Buyers are holding back waiting for rumoured iPhone 4, when that arrives the floodgates will open. Note, waiting for iPhone 4, not buying alternatives such as Droid and Nexus.

The N900 is not really at the races. The rumoured to be imminent N910 will be worth looking at but the N900 feels like a prototype, or a beta device. I wouldn't bother comparing that to anything, it would be embarassed.
But with the purported 60.000 Android devices sold daily, which should add up to over 20 million per year, plus 30 million or more iPhones expected to be sold this year (I think this figure is too high), I´m not so sure there´s enough people in the world that can afford this. We´re talking about phones that cost maybe $300-$600 unlocked. If we compare to the iPod, after an initial formidable growth, sales did stagnate from 2007 at about 50 million units per year, and most of those iPods costed less than $300. Even most of the netbooks sold today cost no more than $300.

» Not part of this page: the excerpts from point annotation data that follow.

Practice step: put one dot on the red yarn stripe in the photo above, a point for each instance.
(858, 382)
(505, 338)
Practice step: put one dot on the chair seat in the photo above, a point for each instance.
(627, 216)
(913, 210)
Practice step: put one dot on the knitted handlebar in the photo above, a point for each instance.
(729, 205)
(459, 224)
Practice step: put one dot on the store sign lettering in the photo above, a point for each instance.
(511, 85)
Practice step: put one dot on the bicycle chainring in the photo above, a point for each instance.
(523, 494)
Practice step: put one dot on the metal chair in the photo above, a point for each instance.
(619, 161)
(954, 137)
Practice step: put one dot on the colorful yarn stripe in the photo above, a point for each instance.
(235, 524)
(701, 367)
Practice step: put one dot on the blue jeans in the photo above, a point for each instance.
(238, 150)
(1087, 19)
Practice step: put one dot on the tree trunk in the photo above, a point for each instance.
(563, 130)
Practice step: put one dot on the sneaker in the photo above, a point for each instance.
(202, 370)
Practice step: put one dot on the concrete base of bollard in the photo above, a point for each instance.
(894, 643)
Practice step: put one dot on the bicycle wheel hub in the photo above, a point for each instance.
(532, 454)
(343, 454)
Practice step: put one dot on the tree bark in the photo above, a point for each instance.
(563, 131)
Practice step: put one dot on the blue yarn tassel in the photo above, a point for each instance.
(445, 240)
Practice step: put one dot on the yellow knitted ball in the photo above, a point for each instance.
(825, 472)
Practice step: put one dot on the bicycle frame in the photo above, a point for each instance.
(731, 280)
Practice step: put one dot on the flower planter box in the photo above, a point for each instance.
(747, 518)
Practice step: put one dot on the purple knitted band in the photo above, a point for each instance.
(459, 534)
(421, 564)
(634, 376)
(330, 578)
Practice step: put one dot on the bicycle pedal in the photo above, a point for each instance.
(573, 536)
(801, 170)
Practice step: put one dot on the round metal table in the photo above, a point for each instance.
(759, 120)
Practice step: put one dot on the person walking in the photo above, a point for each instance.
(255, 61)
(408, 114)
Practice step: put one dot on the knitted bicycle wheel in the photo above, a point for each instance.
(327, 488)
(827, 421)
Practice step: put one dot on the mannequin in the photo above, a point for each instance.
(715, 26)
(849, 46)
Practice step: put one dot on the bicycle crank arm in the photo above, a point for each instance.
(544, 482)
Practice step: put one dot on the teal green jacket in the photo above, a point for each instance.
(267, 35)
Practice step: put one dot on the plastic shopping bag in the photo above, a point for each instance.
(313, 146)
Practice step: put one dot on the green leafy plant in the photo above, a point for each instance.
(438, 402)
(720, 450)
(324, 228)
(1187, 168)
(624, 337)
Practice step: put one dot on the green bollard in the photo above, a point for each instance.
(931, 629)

In such a scenario I think that Android will take some market share from iPhone, as I don´t think much novelty will come to "iPhone4" in terms of software. Furthermore I´m not sure to what extent Apple has been able to grab new customers (people that have never owned an Apple product) with their iPhones. Obviously they were guaranteed to sell a lot of iPhones because this device was also an iPod and because Apple had a loyal customer base. But this customer base is still relatively limited.

Now, this must be compared to Nokia that due to its massive scale and production efficiency can sell similar models for 15% less than their competitors at the same margins, they currently sell the 5230 for $150 and will sell even cheaper Symbian touch devices later this year, I think. Nokia also has a loyal customer base that is 10 times bigger than Apple´s. And while some of these customers have "departed" to iPhone, many still have their "hearts" with Nokia according to their research.

In general I also wonder about the limitations of the networks. With more and more 3G netbooks, tablets and smartphones, the excessive demand for data may push prices up, which could put a brake on the sales growth of the mentioned devices. Some of this can be solved by using browsers like Opera, however, this may not be available on the iPhone.

Should be interesting to see how things unfold over the next year.